Overview
U.S. Federal Indian Policies during the 19th-20th Century

Author: Stephanie Lumsden, PhD (Hupa)
Lesson partner: Rebecca Lowry, Humboldt County Office of Education
Grades: 9-12
Suggested Amount of Time: 55 minutes
Curriculum Themes
- History
- Law/Government
Learning Goals
Students will:
Analyze the complex and varied outcomes of Federal Indian policies through and during in-class discussion.
Recall and summarize significant Federal Indian policies by engaging in an in-class word matching study activity.
Collaborate with classmates and evaluate Federal Indian policies.
Understand how the law is important to U.S. settler-colonialism.
Work with a partner or individually to complete an in-class activity.
Create a simple timeline that represents eras of Federal Indian law.
Unit Overview
This lesson introduces students to some of the most significant Federal Indian policies in the U.S. during the 19th and early 20th century. The lesson focuses on three eras of Federal Indian law; the removal and reservation era, the assimilation era, and the limited tribal self-rule era. This brief lesson spans 120+ years of Federal Indian law and is intended to introduce students to key concepts related to the complex legal relationship between Native American nations and the United States. The lesson consists of a lecture about the historical context of the law, a chronological timeline of the laws and policies presented, a video, and an in-class word matching activity designed to help students study the contents of the lesson.

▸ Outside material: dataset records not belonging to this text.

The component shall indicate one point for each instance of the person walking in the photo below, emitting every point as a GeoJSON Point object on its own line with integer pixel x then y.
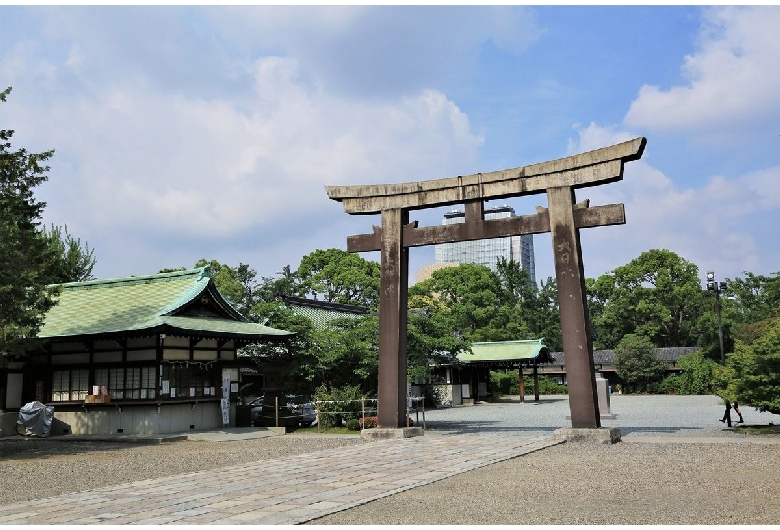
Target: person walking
{"type": "Point", "coordinates": [727, 415]}
{"type": "Point", "coordinates": [735, 406]}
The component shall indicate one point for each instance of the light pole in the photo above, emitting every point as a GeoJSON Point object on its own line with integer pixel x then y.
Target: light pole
{"type": "Point", "coordinates": [712, 285]}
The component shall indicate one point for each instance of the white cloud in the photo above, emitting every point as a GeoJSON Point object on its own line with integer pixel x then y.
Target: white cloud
{"type": "Point", "coordinates": [713, 226]}
{"type": "Point", "coordinates": [733, 81]}
{"type": "Point", "coordinates": [138, 166]}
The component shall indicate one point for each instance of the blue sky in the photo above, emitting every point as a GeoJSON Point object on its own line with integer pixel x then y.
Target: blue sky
{"type": "Point", "coordinates": [207, 132]}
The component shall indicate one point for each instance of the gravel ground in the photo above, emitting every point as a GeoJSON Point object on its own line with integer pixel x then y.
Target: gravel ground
{"type": "Point", "coordinates": [627, 483]}
{"type": "Point", "coordinates": [636, 415]}
{"type": "Point", "coordinates": [32, 468]}
{"type": "Point", "coordinates": [576, 483]}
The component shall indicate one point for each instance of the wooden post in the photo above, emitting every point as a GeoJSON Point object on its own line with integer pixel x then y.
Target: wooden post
{"type": "Point", "coordinates": [522, 385]}
{"type": "Point", "coordinates": [536, 382]}
{"type": "Point", "coordinates": [577, 345]}
{"type": "Point", "coordinates": [394, 282]}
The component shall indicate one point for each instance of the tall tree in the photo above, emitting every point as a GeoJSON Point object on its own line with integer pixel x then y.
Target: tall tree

The teacher must understand that the law is not a neutral entity for Native people nor anyone else and that the passage of time has not lessened the impact of these laws on Native peoples’ lives. While many Native people study law in order to mitigate the harms of Federal Indian policies, the law has always been a tool of settler-colonialism when wielded by the U.S. The teacher must be prepared to actively engage students in a complex and difficult discussion about the legislative function of the U.S. settler state.
Essential Questions:
Who is most detrimentally impacted by Federal Indian policies? What are some of these impacts?
How can we understand Federal Indian policies differently and interpret the law as a function of U.S. settler-colonialism?
What is at stake for Native American people in terms of Federal Indian policy?
Teacher Background
For Native American peoples in the U.S. Federal Indian law has a long and violent history that has not yet abated. During the removal and reservation era, the U.S. committed horrific acts of genocide including the infamous Trail of Tears in order to secure control over stolen Native homelands. During the assimilation era Native peoples faced even more land loss under allotment, intense poverty, and the theft of their children. Finally, during the era of limited tribal self-rule there was an opportunity for tribes to assert more political agency but those gains were limited by U.S. oversight and failure to honor fiduciary obligations made via treaty with Native nations. Since its inception Federal Indian law has been dictated by settlers' desire to appropriate Native American homelands and transform them into raw material for capitalist expansion or individual private property which in turn expanded the territorial sovereignty of the U.S. As the lesson indicates, private property is not a neutral condition of ownership in a settler state like the U.S., it is a vehicle through which individual citizens claim ownership of dispossessed Native homelands. Each new era of Federal Indian law, even those that appear to grant some recognition of tribal nations’ sovereignty, has in fact weakened tribal sovereignty by further entrenching U.S. occupation of Native homelands. The key vocabulary terms in the lesson, particularly assimilation and property, are critical to understanding the ideologies that animate Federal Indian Policy and understanding ongoing Indigenous dispossession.